Disaster planning and business continuity are tasks that, like healthy eating and regular exercise, are often left by the wayside in a busy small or medium company. Today, I’d like to take you through the very basic steps involves in building a disaster recovery plan to show you how to get started in preparing for unexpected data and business interruptions.
Get your boss on board
As with many things in IT, convincing your boss you need to take time from your regular work to fix what seems to them like a non-existent problem is often the most difficult part. Try and frame disaster recovery as similar to insurance; you hope you never need it but you wouldn’t be in business without it.
The best way to convince any superior is always a business case. Stack it full of figures showing that the risks are ever-present and what the cost would be if your data center went down for an hour, a day a couple of days and a week.
Conduct a risk assessment
Risk assessments are often one of the first steps in getting a disaster recovery plan off the ground. They should catalog risks associated with your IT infrastructure including everything from users not logging out to getting hacked to flood waters rising past the roof. You should also categorize each risk you think of by its severity and the likeliness that it will occur. If you’ve ever had to do a health and safety assessment this will be a familiar process.
A decent IT risk assessment template is available over at TechTarget.
Go through a business impact analysis
So now you know how the business can get battered you’ve got to look at what you need to get up and running after it’s been hit. Accounting for the critical parts of the business, the IT infrastructure that serves them and what would happen to the business if they were lost is the basis of the business impact analysis.
Again, the people over at TechTarget have a thorough plan for conducting your business impact analysis.

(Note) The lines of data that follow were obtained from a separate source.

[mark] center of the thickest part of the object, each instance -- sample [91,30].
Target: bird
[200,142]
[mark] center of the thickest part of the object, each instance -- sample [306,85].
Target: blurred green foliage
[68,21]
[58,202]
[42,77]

Build a disaster recovery plan
This should be a step-by-step procedure that you can pick up and quickly get systems up and running again. Remember there is going to be a fair amount of shock involved, especially if it’s a natural disaster and staff may be unable to focus on the business for the simple fact that their own lives or properties are at risk.
Your plan should take into consideration the previous steps: what are the most likely disasters and how can you minimize their impact? Where is critical infrastructure located and is it vulnerable? Which systems are critical and which aren’t?A key consideration should be your data, what is stored where and how it is backed up. What data will need to be recovered and what time, known as a recovery time objective (RTO), and maximum amount of data that can be lost, known as a recovery point objective (RPO) should be at the core of the data part of your disaster recovery plan.
The Microsoft folks over Technet have a good basic example of a disaster recovery template that you can take and adjust for your own purposes.
Remember that the most important part of any disaster recovery plan is that it is tailored to your needs and that it encompasses your business rather than being just copied from a template.